Opportunists tend to regard their bad behaviour as legitimate in the cut and thrust of an eye-for-an-eye world. They reject feedback, externalise blame, and retaliate harshly. One can see this action logic in the early work of Larry Ellison (now CEO of Oracle). Ellison describes his managerial style at the start of his career as “management by ridicule”. “You’ve got to be good at intellectual intimidation and rhetorical bullying,” he once told Matthew Symonds of the Economist. “I’d excuse my behaviour by telling myself I was just having ‘an open and honest debate’. The fact is, I just didn’t know any better.”

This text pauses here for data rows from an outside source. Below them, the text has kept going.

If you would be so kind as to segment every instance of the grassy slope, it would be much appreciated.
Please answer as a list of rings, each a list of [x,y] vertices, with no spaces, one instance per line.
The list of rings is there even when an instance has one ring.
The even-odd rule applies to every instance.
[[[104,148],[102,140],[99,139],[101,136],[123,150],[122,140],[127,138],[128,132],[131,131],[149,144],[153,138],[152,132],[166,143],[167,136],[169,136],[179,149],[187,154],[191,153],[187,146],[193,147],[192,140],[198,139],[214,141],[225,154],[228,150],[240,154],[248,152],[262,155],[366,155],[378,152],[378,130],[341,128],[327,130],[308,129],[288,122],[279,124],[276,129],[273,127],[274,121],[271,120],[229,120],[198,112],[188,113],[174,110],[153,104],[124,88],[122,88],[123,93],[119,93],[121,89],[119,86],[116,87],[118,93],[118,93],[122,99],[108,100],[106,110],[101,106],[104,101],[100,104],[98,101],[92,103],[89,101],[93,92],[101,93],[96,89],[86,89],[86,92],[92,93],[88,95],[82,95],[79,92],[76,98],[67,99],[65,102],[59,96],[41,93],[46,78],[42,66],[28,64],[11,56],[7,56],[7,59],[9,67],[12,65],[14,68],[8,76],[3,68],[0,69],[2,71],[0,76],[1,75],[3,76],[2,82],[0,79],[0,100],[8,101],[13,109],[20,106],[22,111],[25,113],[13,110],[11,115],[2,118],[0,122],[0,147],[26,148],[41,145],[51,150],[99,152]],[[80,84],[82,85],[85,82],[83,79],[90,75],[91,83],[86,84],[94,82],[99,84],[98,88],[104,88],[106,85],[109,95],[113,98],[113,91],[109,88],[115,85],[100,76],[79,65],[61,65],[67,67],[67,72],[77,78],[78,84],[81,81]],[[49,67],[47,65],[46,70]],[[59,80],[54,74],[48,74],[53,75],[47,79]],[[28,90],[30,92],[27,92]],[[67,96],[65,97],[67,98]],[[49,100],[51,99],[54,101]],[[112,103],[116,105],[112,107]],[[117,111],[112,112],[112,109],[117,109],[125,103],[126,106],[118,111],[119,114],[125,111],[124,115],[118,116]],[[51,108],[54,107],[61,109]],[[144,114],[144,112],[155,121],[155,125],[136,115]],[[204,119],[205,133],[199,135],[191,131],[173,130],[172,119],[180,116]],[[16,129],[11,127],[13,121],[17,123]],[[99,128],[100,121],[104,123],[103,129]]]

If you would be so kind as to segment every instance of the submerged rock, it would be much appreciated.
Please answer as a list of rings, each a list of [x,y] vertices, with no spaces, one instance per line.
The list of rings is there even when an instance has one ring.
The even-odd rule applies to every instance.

Few Opportunists remain managers for long, unless they transform to more effective action logics (as Ellison has done). Their constant firefighting, their style of self-aggrandizement, and their frequent rule breaking is the antithesis of the kind of leader people want to work with for the long term. If you have worked for an Opportunist, you will almost certainly remember it as a difficult time. By the same token, corporate environments that breed opportunism seldom endure, although Opportunists often survive longer than they should because they provide an exciting environment in which younger executives, especially, can take risks. As one ex-Enron senior staffer said, “Before the fall, those were such exciting years. We felt we could do anything, pull off everything, write our own rules. The pace was wild, and we all just rode it.” Of course, Enron’s shareholders and pensioners would reasonably feel that they were paying too heavily for that staffer’s adventure.